A editora Companhia das Letras republicou recentemente a adaptação Os Sertões A Luta pelo selo Quadrinhos na Companhia. Os gaúchos Carlos Ferreira e Rodrigo Rosa utilizaram os conflitos da Guerra de Canudos, que foi imortalizado pelo escritor Euclides da Cunha em 1902. A obra é a sua maior parte retratada em preto e branco e traz uma história em quadrinho em que os autores trazem um roteiro original inspirado na obra.
O livro Os Sertões é dividido em três partes: A Terra, O Homem e A Luta. Eu li esse livro quando estava no Ensino Médio e lembro do quanto as duas primeiras partes pareciam intermináveis. A primeira parte A Terra é uma descrição detalhada sobre o aspecto físico do sertão nordestino. Na segunda parte O Homem o autor fala sobre a origem de Antônio Conselheiro, a sua família e a sua trajetória antes que ele chegasse a Canudos. Quando eu li a terceira parte A Luta eu me empolguei! Euclides da Cunha esteve lá para fazer a cobertura jornalística para o jornal o Estado de São Paulo e, apesar de as primeiras partes terem a sua importância para a compreensão, A Luta empolga com um ritmo na sequências dos acontecimentos, o que despertou o meu interesse na leitura.

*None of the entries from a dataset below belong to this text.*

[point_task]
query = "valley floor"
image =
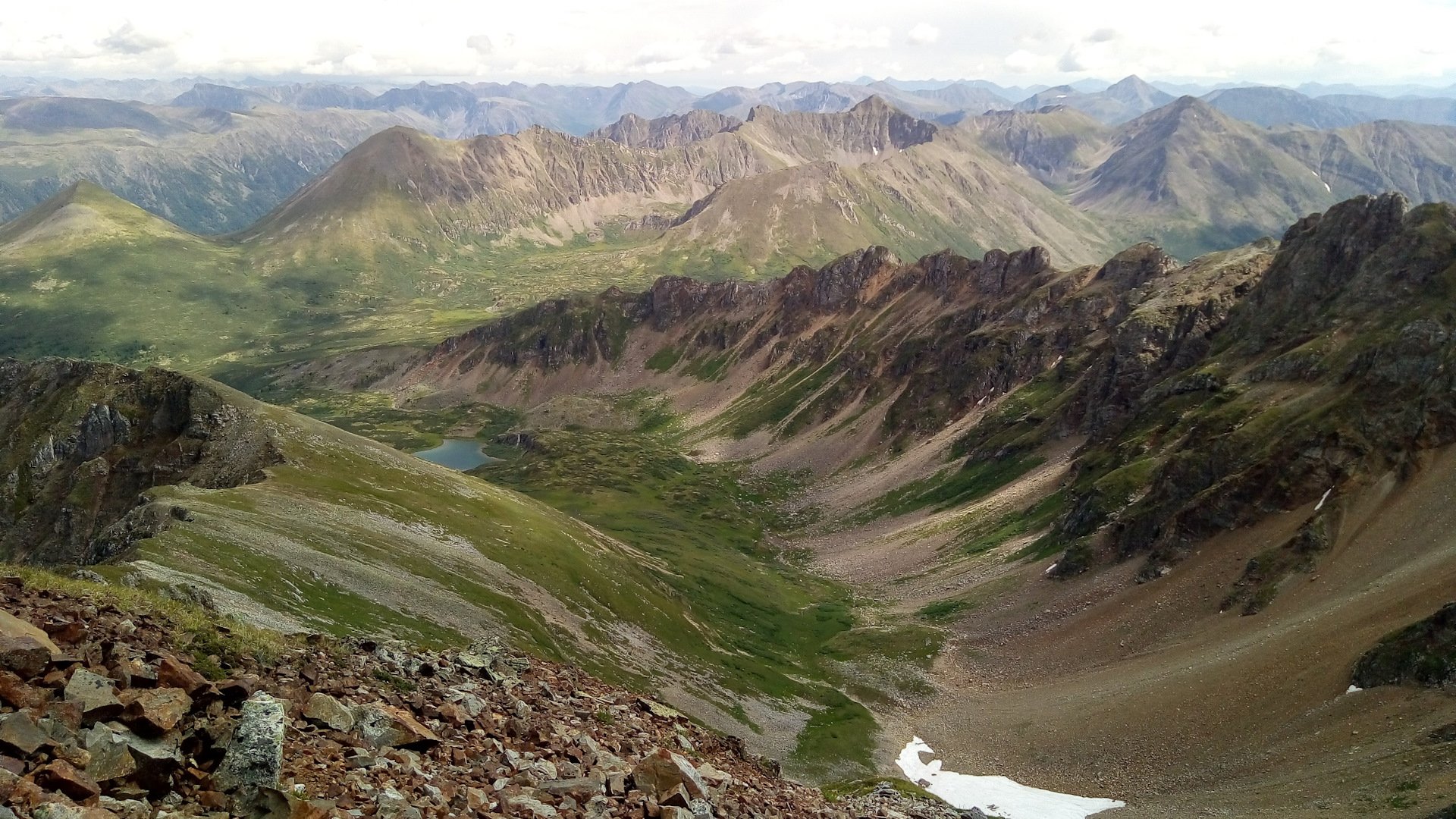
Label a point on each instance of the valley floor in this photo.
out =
(1147, 692)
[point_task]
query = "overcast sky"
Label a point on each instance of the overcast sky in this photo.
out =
(739, 41)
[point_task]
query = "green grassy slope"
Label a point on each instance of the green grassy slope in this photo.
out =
(634, 561)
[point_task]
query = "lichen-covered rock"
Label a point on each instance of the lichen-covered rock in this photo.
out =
(255, 754)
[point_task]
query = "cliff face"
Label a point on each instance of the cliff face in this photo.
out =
(1332, 371)
(1209, 394)
(80, 444)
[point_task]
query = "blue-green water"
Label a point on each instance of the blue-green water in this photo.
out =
(457, 453)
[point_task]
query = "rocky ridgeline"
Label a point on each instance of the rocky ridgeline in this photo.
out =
(101, 714)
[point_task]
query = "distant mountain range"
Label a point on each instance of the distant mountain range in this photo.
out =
(408, 235)
(215, 158)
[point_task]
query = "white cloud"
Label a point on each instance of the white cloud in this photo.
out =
(702, 42)
(481, 44)
(127, 39)
(924, 34)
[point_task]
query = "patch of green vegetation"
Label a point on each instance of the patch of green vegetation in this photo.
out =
(951, 487)
(769, 403)
(204, 632)
(837, 741)
(1423, 653)
(375, 416)
(780, 629)
(943, 611)
(851, 789)
(1017, 423)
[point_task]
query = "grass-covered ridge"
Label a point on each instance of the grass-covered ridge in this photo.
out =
(778, 630)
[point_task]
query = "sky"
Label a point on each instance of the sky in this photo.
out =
(711, 44)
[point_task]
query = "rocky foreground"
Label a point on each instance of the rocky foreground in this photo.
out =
(107, 713)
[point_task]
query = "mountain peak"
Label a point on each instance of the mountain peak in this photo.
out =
(83, 213)
(1133, 91)
(874, 104)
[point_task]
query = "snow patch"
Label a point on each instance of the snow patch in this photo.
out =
(995, 795)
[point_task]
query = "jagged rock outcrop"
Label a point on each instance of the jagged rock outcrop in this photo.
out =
(80, 444)
(1348, 311)
(674, 130)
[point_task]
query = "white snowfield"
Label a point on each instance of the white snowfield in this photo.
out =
(996, 796)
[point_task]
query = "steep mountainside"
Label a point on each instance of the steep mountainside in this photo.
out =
(411, 238)
(430, 732)
(1435, 111)
(909, 184)
(1272, 107)
(1056, 145)
(1201, 175)
(1081, 471)
(666, 131)
(1120, 102)
(1419, 161)
(204, 169)
(1177, 357)
(296, 523)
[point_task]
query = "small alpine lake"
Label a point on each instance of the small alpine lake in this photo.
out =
(457, 453)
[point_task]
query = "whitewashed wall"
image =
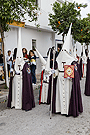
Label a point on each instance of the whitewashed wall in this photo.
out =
(44, 40)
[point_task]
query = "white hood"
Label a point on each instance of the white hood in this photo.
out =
(19, 57)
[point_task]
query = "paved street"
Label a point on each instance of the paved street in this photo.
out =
(37, 121)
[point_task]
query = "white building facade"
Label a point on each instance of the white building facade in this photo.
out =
(42, 38)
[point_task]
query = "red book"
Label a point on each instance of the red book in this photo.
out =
(69, 71)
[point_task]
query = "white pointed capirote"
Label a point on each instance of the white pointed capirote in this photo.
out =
(67, 44)
(43, 61)
(19, 58)
(64, 56)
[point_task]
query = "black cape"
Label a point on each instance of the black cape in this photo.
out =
(87, 84)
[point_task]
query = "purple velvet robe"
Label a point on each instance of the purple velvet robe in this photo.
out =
(27, 90)
(80, 69)
(10, 93)
(87, 85)
(75, 106)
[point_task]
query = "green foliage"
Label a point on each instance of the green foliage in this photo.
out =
(16, 10)
(64, 14)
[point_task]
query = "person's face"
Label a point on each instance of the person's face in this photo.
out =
(31, 54)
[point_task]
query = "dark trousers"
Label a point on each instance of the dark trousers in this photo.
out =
(33, 68)
(8, 67)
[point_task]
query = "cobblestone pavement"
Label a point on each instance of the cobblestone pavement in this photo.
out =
(37, 121)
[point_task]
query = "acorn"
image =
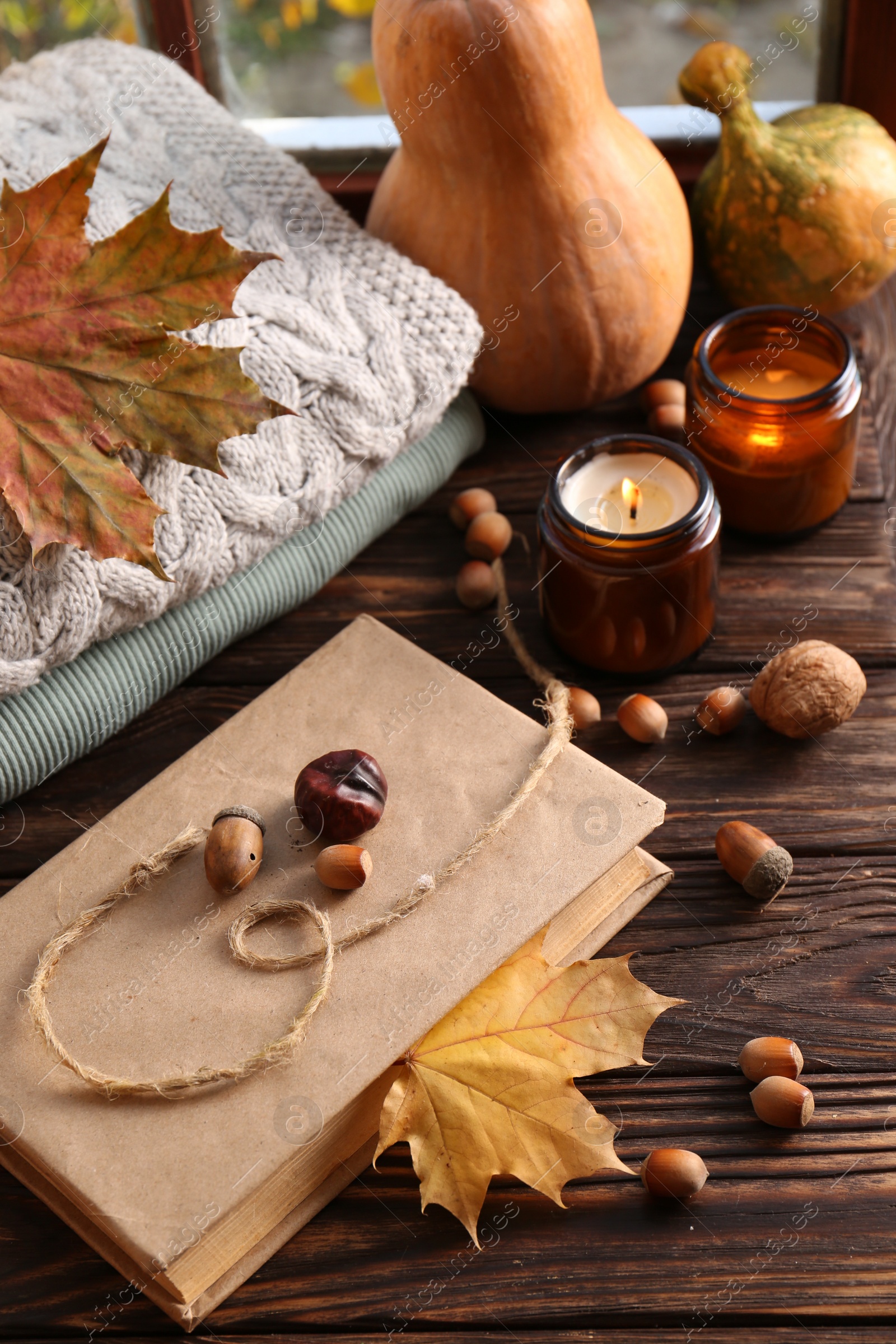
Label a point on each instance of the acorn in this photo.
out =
(344, 867)
(488, 536)
(584, 707)
(664, 391)
(340, 795)
(476, 585)
(722, 710)
(783, 1103)
(668, 422)
(642, 718)
(234, 850)
(770, 1057)
(469, 505)
(673, 1173)
(753, 859)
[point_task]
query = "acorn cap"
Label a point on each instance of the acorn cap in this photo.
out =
(249, 814)
(769, 874)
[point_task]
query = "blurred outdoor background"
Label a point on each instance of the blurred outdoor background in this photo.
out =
(305, 58)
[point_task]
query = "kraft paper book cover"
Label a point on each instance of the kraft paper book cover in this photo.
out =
(193, 1191)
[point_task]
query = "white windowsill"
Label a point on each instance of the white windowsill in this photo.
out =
(376, 136)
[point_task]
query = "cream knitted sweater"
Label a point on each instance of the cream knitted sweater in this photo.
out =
(365, 346)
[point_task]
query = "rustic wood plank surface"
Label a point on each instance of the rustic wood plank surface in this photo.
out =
(793, 1237)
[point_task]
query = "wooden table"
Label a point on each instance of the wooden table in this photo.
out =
(794, 1235)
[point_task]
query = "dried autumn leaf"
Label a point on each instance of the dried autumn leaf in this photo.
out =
(489, 1090)
(88, 365)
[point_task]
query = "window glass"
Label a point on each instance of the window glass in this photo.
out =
(30, 26)
(305, 58)
(297, 58)
(647, 42)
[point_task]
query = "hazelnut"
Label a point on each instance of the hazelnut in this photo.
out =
(770, 1057)
(808, 690)
(783, 1103)
(488, 536)
(234, 850)
(753, 859)
(340, 795)
(469, 505)
(642, 718)
(584, 707)
(476, 585)
(722, 710)
(664, 391)
(344, 867)
(673, 1173)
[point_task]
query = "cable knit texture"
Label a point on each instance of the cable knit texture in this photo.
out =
(365, 346)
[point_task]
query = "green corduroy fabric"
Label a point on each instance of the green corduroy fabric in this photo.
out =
(81, 703)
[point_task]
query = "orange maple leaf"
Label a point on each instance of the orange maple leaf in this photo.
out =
(489, 1089)
(88, 365)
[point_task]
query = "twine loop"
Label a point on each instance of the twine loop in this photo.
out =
(557, 707)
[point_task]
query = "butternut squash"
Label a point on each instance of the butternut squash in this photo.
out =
(524, 189)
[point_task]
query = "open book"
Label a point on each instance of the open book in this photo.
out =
(187, 1198)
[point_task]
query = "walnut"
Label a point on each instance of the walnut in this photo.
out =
(808, 690)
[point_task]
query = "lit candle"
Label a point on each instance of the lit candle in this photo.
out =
(802, 375)
(631, 492)
(773, 413)
(629, 554)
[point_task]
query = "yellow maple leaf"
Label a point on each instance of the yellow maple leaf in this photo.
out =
(489, 1090)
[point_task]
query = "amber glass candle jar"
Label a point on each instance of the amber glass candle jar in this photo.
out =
(622, 593)
(773, 412)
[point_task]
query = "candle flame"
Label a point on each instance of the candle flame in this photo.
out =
(632, 498)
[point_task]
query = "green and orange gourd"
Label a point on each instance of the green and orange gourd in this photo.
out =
(524, 189)
(797, 212)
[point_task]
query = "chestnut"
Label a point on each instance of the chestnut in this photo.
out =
(340, 795)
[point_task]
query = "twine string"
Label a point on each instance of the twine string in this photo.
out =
(557, 706)
(559, 725)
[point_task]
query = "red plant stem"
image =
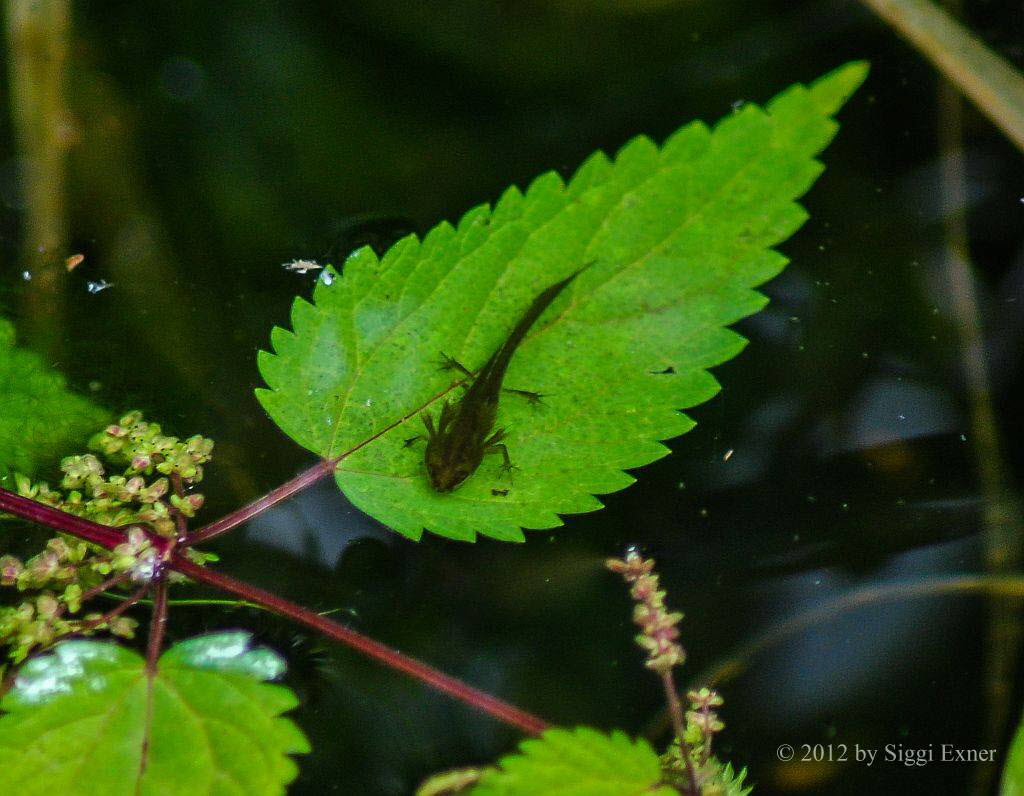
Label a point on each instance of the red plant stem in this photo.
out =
(284, 492)
(27, 508)
(157, 625)
(679, 725)
(390, 658)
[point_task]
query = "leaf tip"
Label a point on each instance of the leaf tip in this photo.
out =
(832, 90)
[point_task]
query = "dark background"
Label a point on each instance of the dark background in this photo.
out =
(213, 142)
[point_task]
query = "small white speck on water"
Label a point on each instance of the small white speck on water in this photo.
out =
(302, 266)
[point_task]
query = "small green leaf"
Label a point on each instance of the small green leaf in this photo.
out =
(40, 418)
(89, 719)
(1013, 769)
(679, 237)
(577, 762)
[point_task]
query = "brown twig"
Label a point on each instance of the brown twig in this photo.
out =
(158, 625)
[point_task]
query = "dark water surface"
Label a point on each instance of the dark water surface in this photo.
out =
(212, 143)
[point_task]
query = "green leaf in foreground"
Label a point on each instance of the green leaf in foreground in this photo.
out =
(40, 418)
(581, 762)
(88, 719)
(1013, 768)
(679, 236)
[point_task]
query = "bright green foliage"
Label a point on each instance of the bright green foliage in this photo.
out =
(40, 418)
(679, 236)
(88, 719)
(577, 762)
(1013, 769)
(127, 484)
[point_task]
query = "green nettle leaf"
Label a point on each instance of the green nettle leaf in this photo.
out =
(1013, 768)
(89, 719)
(40, 419)
(679, 237)
(581, 762)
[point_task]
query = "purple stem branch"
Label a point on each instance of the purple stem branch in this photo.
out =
(679, 725)
(29, 509)
(391, 658)
(305, 478)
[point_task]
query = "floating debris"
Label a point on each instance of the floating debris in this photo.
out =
(302, 266)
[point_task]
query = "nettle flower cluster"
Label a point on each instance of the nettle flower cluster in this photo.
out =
(688, 764)
(136, 476)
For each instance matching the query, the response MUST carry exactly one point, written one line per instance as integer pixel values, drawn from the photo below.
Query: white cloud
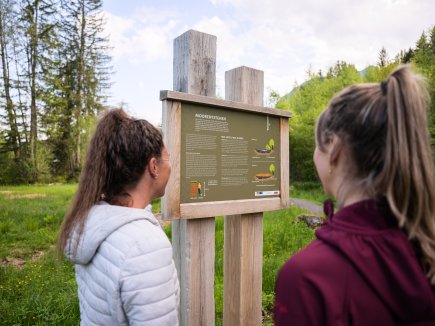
(285, 38)
(144, 37)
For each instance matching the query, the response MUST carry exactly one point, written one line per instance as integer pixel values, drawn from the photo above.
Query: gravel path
(308, 205)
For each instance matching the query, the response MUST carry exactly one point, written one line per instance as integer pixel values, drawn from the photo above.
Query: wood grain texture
(243, 234)
(193, 240)
(171, 124)
(229, 207)
(227, 104)
(195, 63)
(285, 163)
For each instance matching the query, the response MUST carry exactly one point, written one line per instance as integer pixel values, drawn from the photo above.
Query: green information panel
(228, 155)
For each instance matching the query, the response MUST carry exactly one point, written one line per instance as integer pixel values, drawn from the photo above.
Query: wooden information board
(227, 157)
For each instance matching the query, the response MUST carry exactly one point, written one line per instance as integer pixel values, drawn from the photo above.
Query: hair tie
(384, 87)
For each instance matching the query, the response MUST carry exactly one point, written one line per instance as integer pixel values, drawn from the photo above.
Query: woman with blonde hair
(373, 262)
(124, 267)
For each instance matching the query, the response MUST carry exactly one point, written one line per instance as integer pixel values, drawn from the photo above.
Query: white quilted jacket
(124, 269)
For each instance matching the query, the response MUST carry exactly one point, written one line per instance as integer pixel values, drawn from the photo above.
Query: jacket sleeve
(297, 299)
(149, 284)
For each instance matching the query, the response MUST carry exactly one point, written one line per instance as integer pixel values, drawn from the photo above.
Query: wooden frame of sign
(172, 206)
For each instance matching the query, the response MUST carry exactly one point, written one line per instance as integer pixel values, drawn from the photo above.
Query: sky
(283, 38)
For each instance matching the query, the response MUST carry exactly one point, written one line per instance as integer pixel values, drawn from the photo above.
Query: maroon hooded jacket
(361, 270)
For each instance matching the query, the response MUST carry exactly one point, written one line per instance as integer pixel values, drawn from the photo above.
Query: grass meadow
(38, 288)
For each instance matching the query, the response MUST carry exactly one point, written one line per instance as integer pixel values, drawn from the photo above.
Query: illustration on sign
(228, 155)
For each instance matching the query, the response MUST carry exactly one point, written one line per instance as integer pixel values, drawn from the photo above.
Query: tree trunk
(11, 117)
(33, 95)
(80, 110)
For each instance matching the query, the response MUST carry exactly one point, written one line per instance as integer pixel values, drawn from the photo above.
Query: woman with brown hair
(373, 262)
(124, 267)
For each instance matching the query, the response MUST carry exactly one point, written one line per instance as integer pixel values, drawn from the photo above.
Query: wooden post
(243, 235)
(194, 240)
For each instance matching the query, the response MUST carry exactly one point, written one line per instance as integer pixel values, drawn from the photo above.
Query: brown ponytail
(407, 179)
(384, 128)
(118, 153)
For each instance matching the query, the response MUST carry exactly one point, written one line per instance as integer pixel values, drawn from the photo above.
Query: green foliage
(424, 60)
(43, 290)
(311, 191)
(306, 102)
(55, 71)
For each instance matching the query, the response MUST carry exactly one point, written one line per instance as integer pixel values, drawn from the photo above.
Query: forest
(55, 72)
(55, 76)
(306, 101)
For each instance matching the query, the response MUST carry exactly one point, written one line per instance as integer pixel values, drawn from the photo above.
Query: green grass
(43, 290)
(311, 191)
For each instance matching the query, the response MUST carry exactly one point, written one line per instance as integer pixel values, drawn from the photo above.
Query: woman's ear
(153, 168)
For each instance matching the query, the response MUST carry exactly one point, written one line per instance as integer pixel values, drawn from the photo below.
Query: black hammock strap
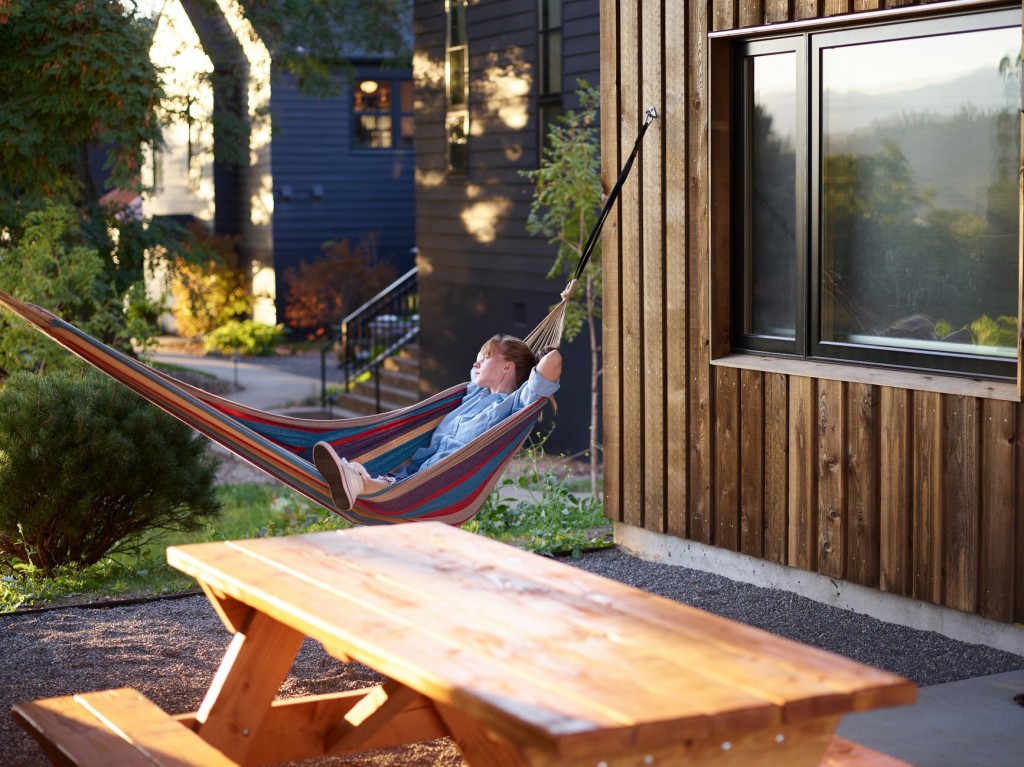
(549, 332)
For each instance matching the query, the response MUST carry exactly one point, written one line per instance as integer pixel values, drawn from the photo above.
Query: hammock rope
(549, 332)
(450, 491)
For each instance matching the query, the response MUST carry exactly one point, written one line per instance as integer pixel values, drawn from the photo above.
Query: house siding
(325, 189)
(480, 271)
(916, 493)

Entretanto a história de Os Sertões A Luta está longe de querer representar à risca a narrativa original. A obra começa com a desilusão de Antônio Conselheiro após perceber a traição da sua mulher. A sua enorme dor de cotovelo o fez sair de casa e ir para o meio do mato, lá em determinado momento ele teve um delírio sobre o seu futuro e se levanta disposto a aceitar o seu destino. A partir daí, o gibi já corta para a situação de conflito. A jovem República comandada por Rodrigues Alves já havia sofrido derrotas humilhantes pelos nordestinos. O enfermo líder, aceita as sugestões do líder do exército e autoriza uma ação militar definitiva. Durante a preparação para a invasão, o próprio Euclides da Cunha entra no enredo como mais um personagem.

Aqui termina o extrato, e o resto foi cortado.